Neste caso, até concordo com o mérito da questão. Mas não é esse o ponto. O povo, representado pelos parlamentares, pode não concordar, e tem o direito de não aprovar e colher, depois, os frutos de suas decisões. Em 2011, os gregos aprenderam uma lição amarga sobre os limites das finanças públicas, e parece que os franceses também querem passar pela mesma experiência. Não parece justo que um só homem prive os franceses desse tipo de experiência.

A ditadura tecnocrática parece ser o melhor regime, quando concordamos com suas decisões. No caso, somente 26% dos franceses concordam com Macron, segundo pesquisas. Os 74% que não concordam com ele estão tecnicamente errados. Mas quem se importa? A democracia é o regime em que a maioria detém o sagrado direito de errar.

As estatais devem servir ao povo

Está certo Lewandowski. Está certo o PC do B, que entrou com a ação. Está certo o governo. Estatal só tem razão de ser se for para atender aos interesses do povo. E os representantes do povo são os políticos. Portanto, somente políticos deveriam ser os dirigentes.

Estatal não foi feita para dar lucro. Se está dando lucro, poderia ser privatizada, pois certamente alguma empresa privada estaria interessada em tocar o negócio. E, segundo a Constituição, a estatal só se justifica quando a iniciativa privada não se interessar. Portanto, estatal que dá lucro é uma contradição em termos.

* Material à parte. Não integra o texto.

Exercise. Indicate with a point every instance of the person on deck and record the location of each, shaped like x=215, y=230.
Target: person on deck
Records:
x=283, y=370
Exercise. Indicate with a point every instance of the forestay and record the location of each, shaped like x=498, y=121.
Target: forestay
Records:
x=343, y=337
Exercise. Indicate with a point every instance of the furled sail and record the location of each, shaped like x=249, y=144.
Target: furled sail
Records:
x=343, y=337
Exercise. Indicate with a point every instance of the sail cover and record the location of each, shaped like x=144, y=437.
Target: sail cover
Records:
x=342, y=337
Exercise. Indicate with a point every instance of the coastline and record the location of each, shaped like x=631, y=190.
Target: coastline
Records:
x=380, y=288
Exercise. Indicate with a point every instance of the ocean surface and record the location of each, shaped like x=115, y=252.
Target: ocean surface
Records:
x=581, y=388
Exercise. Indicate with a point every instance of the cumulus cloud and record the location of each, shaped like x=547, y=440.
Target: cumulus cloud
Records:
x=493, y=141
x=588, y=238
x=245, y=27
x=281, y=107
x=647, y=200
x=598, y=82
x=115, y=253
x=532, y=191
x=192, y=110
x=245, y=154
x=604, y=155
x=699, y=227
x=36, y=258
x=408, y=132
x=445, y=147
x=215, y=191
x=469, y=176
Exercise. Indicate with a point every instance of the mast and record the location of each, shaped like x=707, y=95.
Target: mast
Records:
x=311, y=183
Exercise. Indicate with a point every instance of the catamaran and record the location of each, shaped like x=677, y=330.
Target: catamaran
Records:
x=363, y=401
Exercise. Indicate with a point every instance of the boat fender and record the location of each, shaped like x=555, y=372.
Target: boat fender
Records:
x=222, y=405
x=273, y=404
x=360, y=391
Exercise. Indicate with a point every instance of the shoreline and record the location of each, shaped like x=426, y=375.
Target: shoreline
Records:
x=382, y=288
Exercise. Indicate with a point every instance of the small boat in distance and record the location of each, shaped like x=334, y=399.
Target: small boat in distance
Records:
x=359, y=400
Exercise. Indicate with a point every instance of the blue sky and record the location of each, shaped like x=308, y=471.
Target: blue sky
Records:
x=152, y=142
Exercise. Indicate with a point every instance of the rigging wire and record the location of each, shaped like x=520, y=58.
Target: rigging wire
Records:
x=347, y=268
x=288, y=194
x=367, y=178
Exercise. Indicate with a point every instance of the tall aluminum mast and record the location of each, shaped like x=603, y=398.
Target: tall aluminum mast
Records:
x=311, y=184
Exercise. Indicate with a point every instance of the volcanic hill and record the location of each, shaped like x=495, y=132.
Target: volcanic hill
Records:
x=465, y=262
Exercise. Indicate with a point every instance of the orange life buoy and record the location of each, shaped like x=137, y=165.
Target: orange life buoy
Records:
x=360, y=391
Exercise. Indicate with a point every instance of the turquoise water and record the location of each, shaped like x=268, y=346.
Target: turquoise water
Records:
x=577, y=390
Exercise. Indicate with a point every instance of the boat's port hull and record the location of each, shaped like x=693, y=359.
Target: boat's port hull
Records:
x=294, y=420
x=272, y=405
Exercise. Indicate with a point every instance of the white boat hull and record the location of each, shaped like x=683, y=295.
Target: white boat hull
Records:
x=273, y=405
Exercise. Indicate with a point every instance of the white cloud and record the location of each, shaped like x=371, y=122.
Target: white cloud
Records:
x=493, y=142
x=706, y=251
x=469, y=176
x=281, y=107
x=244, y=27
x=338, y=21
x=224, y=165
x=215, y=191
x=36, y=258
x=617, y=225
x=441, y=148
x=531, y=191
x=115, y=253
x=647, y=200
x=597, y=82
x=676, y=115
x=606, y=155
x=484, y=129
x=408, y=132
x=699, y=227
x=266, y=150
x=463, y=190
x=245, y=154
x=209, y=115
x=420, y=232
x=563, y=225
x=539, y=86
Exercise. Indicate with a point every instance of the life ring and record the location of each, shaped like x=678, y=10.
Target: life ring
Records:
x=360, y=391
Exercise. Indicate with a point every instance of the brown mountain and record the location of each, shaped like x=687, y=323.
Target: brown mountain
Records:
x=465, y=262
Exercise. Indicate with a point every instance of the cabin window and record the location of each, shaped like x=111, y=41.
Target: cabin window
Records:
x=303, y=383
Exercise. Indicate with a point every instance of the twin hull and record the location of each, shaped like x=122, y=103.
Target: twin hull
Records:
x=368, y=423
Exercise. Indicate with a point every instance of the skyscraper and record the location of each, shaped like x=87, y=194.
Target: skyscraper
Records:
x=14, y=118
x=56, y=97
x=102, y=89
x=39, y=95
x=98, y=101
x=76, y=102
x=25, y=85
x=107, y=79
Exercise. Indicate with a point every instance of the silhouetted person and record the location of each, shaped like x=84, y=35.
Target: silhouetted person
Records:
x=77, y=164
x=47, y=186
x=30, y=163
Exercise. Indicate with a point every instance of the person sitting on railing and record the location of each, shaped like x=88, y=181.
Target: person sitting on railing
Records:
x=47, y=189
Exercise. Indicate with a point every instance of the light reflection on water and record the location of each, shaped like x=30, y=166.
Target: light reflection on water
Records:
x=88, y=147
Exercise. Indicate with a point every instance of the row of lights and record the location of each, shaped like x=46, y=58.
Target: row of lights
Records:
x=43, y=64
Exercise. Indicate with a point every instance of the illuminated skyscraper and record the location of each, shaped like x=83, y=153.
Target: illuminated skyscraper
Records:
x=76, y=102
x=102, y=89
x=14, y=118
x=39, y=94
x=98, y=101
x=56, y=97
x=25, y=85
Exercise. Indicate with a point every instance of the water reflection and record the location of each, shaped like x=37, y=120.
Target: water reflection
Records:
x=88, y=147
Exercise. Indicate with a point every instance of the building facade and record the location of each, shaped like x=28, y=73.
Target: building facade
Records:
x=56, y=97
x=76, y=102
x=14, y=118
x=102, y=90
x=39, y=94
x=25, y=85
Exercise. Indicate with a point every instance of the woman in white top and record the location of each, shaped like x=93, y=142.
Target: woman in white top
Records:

Mas, e as estatais de economia mista? Bem, se ainda tem trouxa que não entendeu o que vai acima e insiste em ser sócio do governo, a solução é simples: seguidos anos de prejuízos levarão o PL da empresa a zero, e ficará barato para o governo recomprar a parte dos acionistas privados. O governo do PT quase conseguiu isso com a Petrobras, mas infelizmente foi interrompido com o impeachment. Não fosse isso, teríamos hoje a gasolina mais barata do mundo, um claro interesse do povo não atendido.

A PDVSA venezuelana é o exemplo do uso correto de uma estatal. A empresa foi usada para vários fins sociais e, hoje, é a Venezuela que tem a gasolina mais barata do mundo. Aprende, Brasil!

A demonização como modus operandi

Eliane Cantanhêde nos traz insights de uma conversa que teve com Haddad. Dois pontos me chamaram a atenção.

O primeiro foi o reconhecimento de que o PROER, um programa para resgatar bancos em dificuldades após o fim da hiperinflação, foi importante para a solidez atual do sistema bancário brasileiro. Na época, o PROER foi demonizado incansavelmente pelo PT. É bom ver um prócer do partido reconhecendo a importância do programa. Antes tarde do que nunca.

Aliás, a prática do PT é essa: demonizar políticas impopulares, mas colher os seus frutos sem conceder o mérito. Foi assim com o Plano Real, PROER, LRF, sistema de metas de inflação, BC independente. O teto de gastos era para ser mais uma dessas políticas, se não tivesse sido desmoralizado pelo governo Bolsonaro. É bem capaz de o “novo arcabouço fiscal” incluir uma regra mitigada de teto de gastos. Receberá outro nome, mas o princípio será o mesmo, de modo que o PT possa continuar a demonizar o teto sem deixar de colher seus frutos.

O segundo ponto da coluna que me chamou a atenção foi a máxima de que “o objetivo não é aumentar alíquotas, é fazer quem não paga passar a pagar”. Não pude deixar de sentir uma sensação de deja vu, lembrando de uma entrevista no Roda Viva do então ministro da Fazenda, Fernando Henrique Cardoso, nas vésperas do lançamento do Plano Real, em que o xará do atual ministro diz exatamente a mesma coisa. O resultado, ao longo do governo FHC, foi o aumento da carga tributária. E, adivinha, quem ganha mais continua pagando menos.

Boa sorte para todos

Tuíte do Amoedo dizendo que o governo deveria rever sua decisão de baixar o teto dos juros do consignado.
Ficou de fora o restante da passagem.